今回の事態は単なる抗議や批判声明だけでは収まりきれない。兎角親米で知られるメルケル首相も怒りを示したが、ドイツ国民の強い怒りもあって、何らかの結果を導く対応を取らざるを得なくなっている。情報機関職員2人の国外退去処分は最初のその表れだ。
ドイツではスノーデン氏が公開したデータで米NSAがメルケル首相の携帯電話会話を盗聴・傍受していたことが昨年秋あきらかになった。
以来ドイツでは、この“NSA事件”の解明を求める世論の圧力を受け連邦議会で調査委員会が作られ、スノーデン氏の事情聴取を国内でするべきか否かなどが議論されている。
(スノーデン氏の公開データで日本政府、国連代表部なども通信がNSAによって盗聴・傍受されていたと明かになったが、怒りはおろか、殆ど問題にならなかったのとドイツの姿勢は全く異なる。たとえ親密な関係であっても、一線を越えたことには断固とした姿勢で臨む。ドイツには主権国家としての一つの信念がある)
アメリカ情報機関は、ドイツ連邦議会の動きも警戒して議会審議の情報も入手していたと指摘されている。
ドイツ国内では米欧間の自由貿易協定協議の見直しや、スノーデン氏のドイツ亡命を認めるべき、との声も出ている。
米独政府は揃って両国関係は最重要関係の一つであると認めており、直ちに協力関係にひびが入ることは無い。

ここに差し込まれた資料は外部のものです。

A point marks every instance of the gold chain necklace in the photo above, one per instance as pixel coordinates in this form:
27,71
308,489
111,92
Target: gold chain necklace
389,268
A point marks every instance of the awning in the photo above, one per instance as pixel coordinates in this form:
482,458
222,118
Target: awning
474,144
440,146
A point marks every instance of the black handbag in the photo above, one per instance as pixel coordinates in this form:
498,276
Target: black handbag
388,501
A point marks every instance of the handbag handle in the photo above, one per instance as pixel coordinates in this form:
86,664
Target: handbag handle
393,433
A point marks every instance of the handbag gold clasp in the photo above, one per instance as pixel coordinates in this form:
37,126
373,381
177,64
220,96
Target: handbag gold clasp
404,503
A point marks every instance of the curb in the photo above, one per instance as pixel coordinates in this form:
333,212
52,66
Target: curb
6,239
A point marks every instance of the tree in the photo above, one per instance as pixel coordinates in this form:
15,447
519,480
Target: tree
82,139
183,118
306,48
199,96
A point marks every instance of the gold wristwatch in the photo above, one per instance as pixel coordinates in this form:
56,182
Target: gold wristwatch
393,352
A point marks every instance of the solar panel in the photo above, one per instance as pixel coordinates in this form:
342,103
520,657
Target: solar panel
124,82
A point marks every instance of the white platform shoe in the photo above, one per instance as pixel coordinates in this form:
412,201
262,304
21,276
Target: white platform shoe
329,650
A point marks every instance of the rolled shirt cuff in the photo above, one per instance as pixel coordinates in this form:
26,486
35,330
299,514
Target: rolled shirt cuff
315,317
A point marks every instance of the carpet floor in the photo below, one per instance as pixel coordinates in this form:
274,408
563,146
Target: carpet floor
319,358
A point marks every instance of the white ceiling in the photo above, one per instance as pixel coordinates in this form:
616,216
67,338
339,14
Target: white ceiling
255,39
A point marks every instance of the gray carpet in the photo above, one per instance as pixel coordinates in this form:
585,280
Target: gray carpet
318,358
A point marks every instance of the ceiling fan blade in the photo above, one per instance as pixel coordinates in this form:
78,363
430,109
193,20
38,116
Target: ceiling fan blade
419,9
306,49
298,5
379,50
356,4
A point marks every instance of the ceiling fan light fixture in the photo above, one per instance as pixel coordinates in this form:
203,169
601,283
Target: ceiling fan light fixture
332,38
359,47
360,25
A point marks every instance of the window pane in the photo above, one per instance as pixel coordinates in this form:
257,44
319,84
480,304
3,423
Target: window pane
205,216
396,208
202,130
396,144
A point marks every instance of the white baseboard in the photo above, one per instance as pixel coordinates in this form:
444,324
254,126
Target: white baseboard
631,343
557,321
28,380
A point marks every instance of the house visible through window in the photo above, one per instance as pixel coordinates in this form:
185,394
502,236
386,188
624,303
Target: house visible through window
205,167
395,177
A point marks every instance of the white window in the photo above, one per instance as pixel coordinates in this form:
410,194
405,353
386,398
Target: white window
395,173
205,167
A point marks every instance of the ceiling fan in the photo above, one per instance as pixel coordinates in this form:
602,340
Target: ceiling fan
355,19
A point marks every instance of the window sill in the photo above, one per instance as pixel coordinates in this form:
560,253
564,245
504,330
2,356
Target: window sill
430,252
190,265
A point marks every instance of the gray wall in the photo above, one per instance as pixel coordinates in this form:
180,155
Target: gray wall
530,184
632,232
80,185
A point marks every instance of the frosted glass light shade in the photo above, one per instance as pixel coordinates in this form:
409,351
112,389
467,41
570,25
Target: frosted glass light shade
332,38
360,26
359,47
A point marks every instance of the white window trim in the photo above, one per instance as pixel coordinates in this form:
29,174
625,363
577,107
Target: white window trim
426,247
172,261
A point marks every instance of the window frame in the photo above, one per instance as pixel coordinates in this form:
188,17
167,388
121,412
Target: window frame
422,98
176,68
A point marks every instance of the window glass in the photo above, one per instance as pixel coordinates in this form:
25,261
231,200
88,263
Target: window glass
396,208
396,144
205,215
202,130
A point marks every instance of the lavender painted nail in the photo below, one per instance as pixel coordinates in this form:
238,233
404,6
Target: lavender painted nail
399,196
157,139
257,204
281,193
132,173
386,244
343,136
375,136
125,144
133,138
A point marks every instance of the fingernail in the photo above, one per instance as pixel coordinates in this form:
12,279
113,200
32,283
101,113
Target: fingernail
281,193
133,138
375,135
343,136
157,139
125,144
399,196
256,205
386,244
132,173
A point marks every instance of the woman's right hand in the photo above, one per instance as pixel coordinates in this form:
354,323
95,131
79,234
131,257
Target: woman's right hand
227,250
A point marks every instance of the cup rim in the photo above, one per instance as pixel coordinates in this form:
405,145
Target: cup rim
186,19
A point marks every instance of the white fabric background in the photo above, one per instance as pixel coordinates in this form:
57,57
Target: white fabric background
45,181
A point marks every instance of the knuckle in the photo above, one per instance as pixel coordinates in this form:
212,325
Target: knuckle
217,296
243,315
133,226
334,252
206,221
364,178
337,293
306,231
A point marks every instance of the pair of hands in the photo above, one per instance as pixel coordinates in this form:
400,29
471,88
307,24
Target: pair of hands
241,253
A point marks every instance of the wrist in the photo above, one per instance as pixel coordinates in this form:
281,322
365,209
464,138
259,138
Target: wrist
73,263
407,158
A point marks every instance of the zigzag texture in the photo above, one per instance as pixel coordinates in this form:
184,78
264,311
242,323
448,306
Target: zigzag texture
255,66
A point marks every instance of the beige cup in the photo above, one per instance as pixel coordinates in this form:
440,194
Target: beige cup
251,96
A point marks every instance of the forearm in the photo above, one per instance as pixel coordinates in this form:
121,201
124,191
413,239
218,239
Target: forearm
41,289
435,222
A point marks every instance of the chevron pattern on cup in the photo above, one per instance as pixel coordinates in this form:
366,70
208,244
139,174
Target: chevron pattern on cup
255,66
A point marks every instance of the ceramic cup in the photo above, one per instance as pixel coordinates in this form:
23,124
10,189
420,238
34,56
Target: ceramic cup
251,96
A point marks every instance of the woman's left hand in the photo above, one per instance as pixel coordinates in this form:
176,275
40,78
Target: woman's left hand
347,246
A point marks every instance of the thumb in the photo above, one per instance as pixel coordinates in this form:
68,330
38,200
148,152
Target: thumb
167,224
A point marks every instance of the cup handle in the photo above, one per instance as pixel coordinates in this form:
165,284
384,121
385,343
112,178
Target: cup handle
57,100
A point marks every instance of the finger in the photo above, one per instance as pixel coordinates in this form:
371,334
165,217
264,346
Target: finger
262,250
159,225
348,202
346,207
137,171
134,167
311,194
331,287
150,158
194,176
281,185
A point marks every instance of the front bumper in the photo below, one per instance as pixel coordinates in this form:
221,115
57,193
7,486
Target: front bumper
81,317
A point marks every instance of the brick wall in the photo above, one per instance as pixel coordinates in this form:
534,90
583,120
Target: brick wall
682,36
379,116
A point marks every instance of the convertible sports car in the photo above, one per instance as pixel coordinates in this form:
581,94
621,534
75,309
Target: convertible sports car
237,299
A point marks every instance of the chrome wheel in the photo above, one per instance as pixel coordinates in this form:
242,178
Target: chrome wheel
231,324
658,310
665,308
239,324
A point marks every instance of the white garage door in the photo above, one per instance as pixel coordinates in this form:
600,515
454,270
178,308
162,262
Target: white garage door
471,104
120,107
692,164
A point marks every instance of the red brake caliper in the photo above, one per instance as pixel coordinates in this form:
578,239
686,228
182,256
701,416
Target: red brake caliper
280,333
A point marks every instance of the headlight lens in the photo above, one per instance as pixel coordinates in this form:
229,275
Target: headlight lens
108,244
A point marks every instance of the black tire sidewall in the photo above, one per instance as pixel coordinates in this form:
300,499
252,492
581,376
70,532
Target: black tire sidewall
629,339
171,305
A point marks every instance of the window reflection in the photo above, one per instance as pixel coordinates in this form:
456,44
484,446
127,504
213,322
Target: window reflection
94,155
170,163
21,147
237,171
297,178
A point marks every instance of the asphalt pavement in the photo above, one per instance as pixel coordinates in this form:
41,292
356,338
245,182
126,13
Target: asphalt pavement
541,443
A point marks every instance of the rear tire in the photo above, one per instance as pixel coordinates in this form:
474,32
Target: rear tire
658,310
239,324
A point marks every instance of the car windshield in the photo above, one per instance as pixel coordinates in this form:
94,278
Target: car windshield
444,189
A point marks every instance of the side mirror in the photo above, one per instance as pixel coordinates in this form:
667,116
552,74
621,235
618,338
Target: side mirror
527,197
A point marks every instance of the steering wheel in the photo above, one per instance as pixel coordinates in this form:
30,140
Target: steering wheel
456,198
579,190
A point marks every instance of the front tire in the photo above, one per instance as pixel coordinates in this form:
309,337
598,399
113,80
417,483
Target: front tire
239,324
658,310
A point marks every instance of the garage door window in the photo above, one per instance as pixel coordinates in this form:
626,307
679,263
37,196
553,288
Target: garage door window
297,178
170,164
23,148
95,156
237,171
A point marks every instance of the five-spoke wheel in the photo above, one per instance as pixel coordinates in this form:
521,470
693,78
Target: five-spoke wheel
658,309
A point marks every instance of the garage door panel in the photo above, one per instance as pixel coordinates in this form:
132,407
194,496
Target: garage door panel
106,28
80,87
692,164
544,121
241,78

そんな両国関係が弱くなっているオバマ大統領は、メルケル首相の携帯電話盗聴が発覚して直ぐにメルケル首相に「二度と行わない」と約束した。
一方ドイツ側はアメリカ政府・大統領からの明白な謝罪を求める姿勢は崩していない。ドイツ側の怒りは一層強まり米独関係は、ドイツ政府が2004年のイラク戦争への参戦を拒否して以来12年間で最悪になったと言える。
(イラク戦争時でも米独間の他の協力関係や貿易・通商関係は殆ど影響を受けなかった)
「親しき仲にも礼儀あり」。ドイツ政府の姿勢は相互信頼の上に立ってこその同盟関係である、と一つの規範を示している。
兎角、アメリカが云々という日本の政府や高官、そしてマス・メディア、ドイツ政府のようなケジメを少しは示すくらいの見識を望む。